Some Canadian business leaders have expressed worry over Trump’s promise to introduce a universal 10 per cent tariff on all American imports.

A Canadian Chamber of Commerce report released last month suggested those tariffs would shrink the Canadian economy, resulting in around $30 billion per year in economic costs.

More than 77 per cent of Canadian exports go to the U.S.

Canada’s manufacturing sector faces the biggest risk should Trump push forward on imposing broad tariffs, said Canadian Manufacturers and Exporters president and CEO Dennis Darby. He said the sector is the “most trade-exposed” within Canada.

“It’s in the U.S.’s best interest, it’s in our best interest, but most importantly for consumers across North America, that we’re able to trade goods, materials, ingredients, as we have under the trade agreements,” Darby said in an interview.

“It’s a more complex or complicated outcome than it would have been with the Democrats, but we’ve had to deal with this before and we’re going to do our best to deal with it again.”

American economists have also warned Trump’s plan could cause inflation and possibly a recession, which could have ripple effects in Canada.

It’s consumers who will ultimately feel the burden of any inflationary effect caused by broad tariffs, said Darby.

“A tariff tends to raise costs, and it ultimately raises prices, so that’s something that we have to be prepared for,” he said.

“It could tilt production mandates. A tariff makes goods more expensive, but on the same token, it also will make inputs for the U.S. more expensive.”

A report last month by TD economist Marc Ercolao said research shows a full-scale implementation of Trump’s tariff plan could lead to a near-five per cent reduction in Canadian export volumes to the U.S. by early-2027, relative to current baseline forecasts.

Retaliation by Canada would also increase costs for domestic producers, and push import volumes lower in the process.

“Slowing import activity mitigates some of the negative net trade impact on total GDP enough to avoid a technical recession, but still produces a period of extended stagnation through 2025 and 2026,” Ercolao said.

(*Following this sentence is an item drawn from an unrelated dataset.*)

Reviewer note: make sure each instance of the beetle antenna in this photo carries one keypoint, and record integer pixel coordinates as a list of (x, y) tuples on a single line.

Since the Canada-United States-Mexico Agreement came into effect in 2020, trade between Canada and the U.S. has surged by 46 per cent, according to the Toronto Region Board of Trade.

With that deal is up for review in 2026, Canadian Chamber of Commerce president and CEO Candace Laing said the Canadian government “must collaborate effectively with the Trump administration to preserve and strengthen our bilateral economic partnership.”

“With an impressive $3.6 billion in daily trade, Canada and the United States are each other’s closest international partners. The secure and efficient flow of goods and people across our border … remains essential for the economies of both countries,” she said in a statement.

“By resisting tariffs and trade barriers that will only raise prices and hurt consumers in both countries, Canada and the United States can strengthen resilient cross-border supply chains that enhance our shared economic security.”